METHODS:PURPOSE:Low skeletal muscle mass has been associated with poor prognosis in patients with advanced lung cancer. However, little is known about the relationship between skeletal muscle mass and overall survival in patients with bone metastases from lung cancer. The objective of the present study was to evaluate the prognostic value of low trunk muscle mass in predicting overall survival in these patients. METHODS:The data from 198 patients who were diagnosed with bone metastases from lung cancer from April 2009 to May 2017 were retrospectively reviewed. The areas of the psoas and paravertebral muscles were measured at the level of the third lumbar vertebra on computed tomography scans taken at the time nearest to the diagnosis of bone metastasis.
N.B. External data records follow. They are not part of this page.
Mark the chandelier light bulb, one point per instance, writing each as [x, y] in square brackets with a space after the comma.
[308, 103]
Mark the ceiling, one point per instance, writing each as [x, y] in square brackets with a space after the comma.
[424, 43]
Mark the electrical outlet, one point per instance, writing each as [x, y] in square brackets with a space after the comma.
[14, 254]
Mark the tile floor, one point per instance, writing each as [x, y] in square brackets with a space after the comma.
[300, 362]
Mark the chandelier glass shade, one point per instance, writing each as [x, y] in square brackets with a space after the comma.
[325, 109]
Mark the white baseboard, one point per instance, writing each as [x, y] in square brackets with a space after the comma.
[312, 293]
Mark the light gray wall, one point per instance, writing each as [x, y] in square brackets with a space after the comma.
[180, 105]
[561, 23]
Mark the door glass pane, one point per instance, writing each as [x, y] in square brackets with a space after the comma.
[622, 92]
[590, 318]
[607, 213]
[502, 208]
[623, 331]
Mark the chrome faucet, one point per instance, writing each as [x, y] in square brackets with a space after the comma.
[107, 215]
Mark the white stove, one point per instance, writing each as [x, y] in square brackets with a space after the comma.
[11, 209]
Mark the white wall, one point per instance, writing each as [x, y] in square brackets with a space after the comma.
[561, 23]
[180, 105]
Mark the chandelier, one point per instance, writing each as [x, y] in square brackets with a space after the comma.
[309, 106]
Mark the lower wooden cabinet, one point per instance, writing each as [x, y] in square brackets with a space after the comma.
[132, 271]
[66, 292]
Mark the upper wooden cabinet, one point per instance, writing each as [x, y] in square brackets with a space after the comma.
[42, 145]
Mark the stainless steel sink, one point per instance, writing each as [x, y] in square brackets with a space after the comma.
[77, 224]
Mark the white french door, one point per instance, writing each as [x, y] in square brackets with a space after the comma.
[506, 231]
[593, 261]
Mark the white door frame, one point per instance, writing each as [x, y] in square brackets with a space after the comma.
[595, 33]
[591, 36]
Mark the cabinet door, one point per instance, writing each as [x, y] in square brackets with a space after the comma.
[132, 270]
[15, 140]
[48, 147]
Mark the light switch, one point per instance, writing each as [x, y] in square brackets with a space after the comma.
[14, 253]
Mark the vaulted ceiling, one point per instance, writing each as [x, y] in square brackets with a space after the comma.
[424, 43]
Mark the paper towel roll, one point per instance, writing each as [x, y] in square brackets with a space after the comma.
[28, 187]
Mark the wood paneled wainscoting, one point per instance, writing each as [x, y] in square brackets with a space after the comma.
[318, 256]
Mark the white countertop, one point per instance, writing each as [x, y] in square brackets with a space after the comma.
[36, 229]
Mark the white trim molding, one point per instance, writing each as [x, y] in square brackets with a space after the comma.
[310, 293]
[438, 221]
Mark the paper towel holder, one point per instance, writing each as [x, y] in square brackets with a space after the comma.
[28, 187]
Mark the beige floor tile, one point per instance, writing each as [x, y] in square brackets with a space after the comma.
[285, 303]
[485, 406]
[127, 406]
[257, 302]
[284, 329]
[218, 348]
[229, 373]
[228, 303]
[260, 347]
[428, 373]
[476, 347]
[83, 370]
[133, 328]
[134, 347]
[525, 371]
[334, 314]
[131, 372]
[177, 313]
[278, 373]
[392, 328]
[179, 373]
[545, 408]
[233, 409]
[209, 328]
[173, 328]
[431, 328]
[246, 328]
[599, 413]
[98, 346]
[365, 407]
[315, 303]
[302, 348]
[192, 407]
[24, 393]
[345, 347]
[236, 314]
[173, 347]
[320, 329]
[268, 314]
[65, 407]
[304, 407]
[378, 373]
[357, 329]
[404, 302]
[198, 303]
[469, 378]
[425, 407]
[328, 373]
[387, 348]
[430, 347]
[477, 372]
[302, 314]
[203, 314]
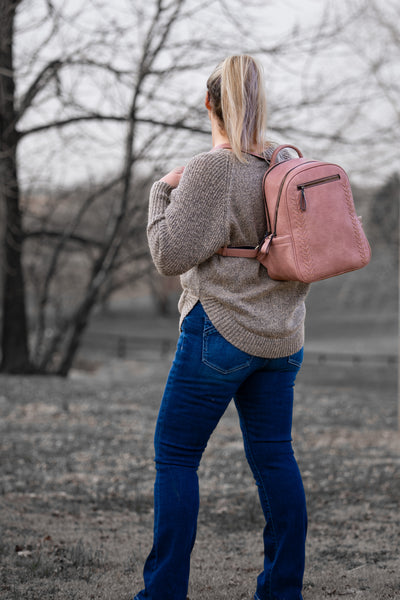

Muscle area was evaluated for male and female cohorts separately using different cutoff points. Cox proportional hazards analysis was performed to evaluate the factors independently associated with overall survival. RESULTS:The overall survival of patients in the lowest quartile for psoas muscle area or paravertebral muscle area was significantly shorter than that of patients above the 25th percentile for muscle area (p < 0.001). Multivariate analyses showed that paravertebral muscle mass (hazard ratio, 1.73; 95% confidence interval, 1.17-2.56; p = 0.006), epidermal growth factor receptor-targeted therapy, and performance status were independent prognostic factors. CONCLUSIONS:Low paravertebral muscle mass was associated with shorter survival, independently of known prognostic factors.